On 12 August 2020, the Australian Taxation Office (ATO) released its finalized practical guidance dealing with the application of the arm’s length debt test (ALDT) which applies as one of the options for determining deductibility of interest and other debt costs under Australia’s thin capitalization rules.

This arm’s length debt test is one of the tests available to establish an entity’s maximum allowable debt amount for thin capitalization purposes. It focuses on identifying a notional amount of debt the Australian business would reasonably be expected to have, and what independent commercial lenders would reasonably be expected to lend (at arm’s length).

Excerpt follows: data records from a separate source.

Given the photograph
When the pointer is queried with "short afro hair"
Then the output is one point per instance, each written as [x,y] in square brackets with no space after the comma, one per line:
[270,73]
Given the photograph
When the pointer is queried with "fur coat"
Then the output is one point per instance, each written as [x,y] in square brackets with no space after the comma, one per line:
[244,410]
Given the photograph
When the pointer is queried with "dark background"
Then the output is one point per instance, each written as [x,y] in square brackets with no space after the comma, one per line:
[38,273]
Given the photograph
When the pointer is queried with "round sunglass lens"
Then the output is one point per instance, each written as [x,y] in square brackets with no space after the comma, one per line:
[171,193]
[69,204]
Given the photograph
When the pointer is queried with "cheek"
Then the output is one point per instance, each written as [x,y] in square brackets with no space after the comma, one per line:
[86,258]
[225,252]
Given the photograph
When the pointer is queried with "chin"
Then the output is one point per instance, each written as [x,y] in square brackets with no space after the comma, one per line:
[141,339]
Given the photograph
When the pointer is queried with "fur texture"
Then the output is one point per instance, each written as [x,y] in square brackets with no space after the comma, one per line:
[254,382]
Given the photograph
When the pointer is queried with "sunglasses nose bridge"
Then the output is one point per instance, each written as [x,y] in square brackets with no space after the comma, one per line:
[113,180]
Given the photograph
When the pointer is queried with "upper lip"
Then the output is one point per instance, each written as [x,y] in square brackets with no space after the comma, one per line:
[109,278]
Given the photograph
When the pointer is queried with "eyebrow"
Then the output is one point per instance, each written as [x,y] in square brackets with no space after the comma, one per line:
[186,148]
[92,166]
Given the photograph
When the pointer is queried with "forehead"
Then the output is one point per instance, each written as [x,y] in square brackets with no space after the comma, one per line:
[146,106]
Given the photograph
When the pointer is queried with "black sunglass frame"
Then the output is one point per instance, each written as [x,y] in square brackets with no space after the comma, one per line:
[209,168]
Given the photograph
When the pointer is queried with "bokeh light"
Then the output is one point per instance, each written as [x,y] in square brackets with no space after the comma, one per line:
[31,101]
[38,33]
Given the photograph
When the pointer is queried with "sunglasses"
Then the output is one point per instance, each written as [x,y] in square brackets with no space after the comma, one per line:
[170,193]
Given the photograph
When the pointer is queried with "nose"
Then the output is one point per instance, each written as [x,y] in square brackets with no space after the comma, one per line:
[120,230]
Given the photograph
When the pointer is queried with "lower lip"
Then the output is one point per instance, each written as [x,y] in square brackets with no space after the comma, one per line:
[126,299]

Specially, the following publications set out the ATO’s final views in this regard:

Taxation Ruling TR 2020/4: Income tax: thin capitalization – the arm’s length debt test

Taxation Ruling TR 2020/4 deals with the application of the arm’s length debt test contained in the thin capitalization rules in Division 820 of the Income Tax Assessment Act 1997.

The thin capitalization rules set a limit on the amount of debt that can be used to finance an entity’s Australian operations. For entities that are not authorized deposit-taking institutions (non-ADIs), the arm’s length debt amount for the year is one amount that can be used to determine an entity’s maximum allowable debt. For tax purposes, an entity’s debt deductions are reduced to the extent that its adjusted average debt exceeds its maximum allowable debt.

This Ruling applies to an entity who seeks to apply the arm’s length debt test contained in section 820-105 (for outward investing entities (non-ADI)) and section 820-215 (for inward investing entities (non-ADI)).

The purpose of this Ruling is to provide interpretative guidance on key technical issues that may arise in determining an entity’s arm’s length debt amount. This Ruling also provides interpretative guidance relating to the record-keeping requirements in section 820-980.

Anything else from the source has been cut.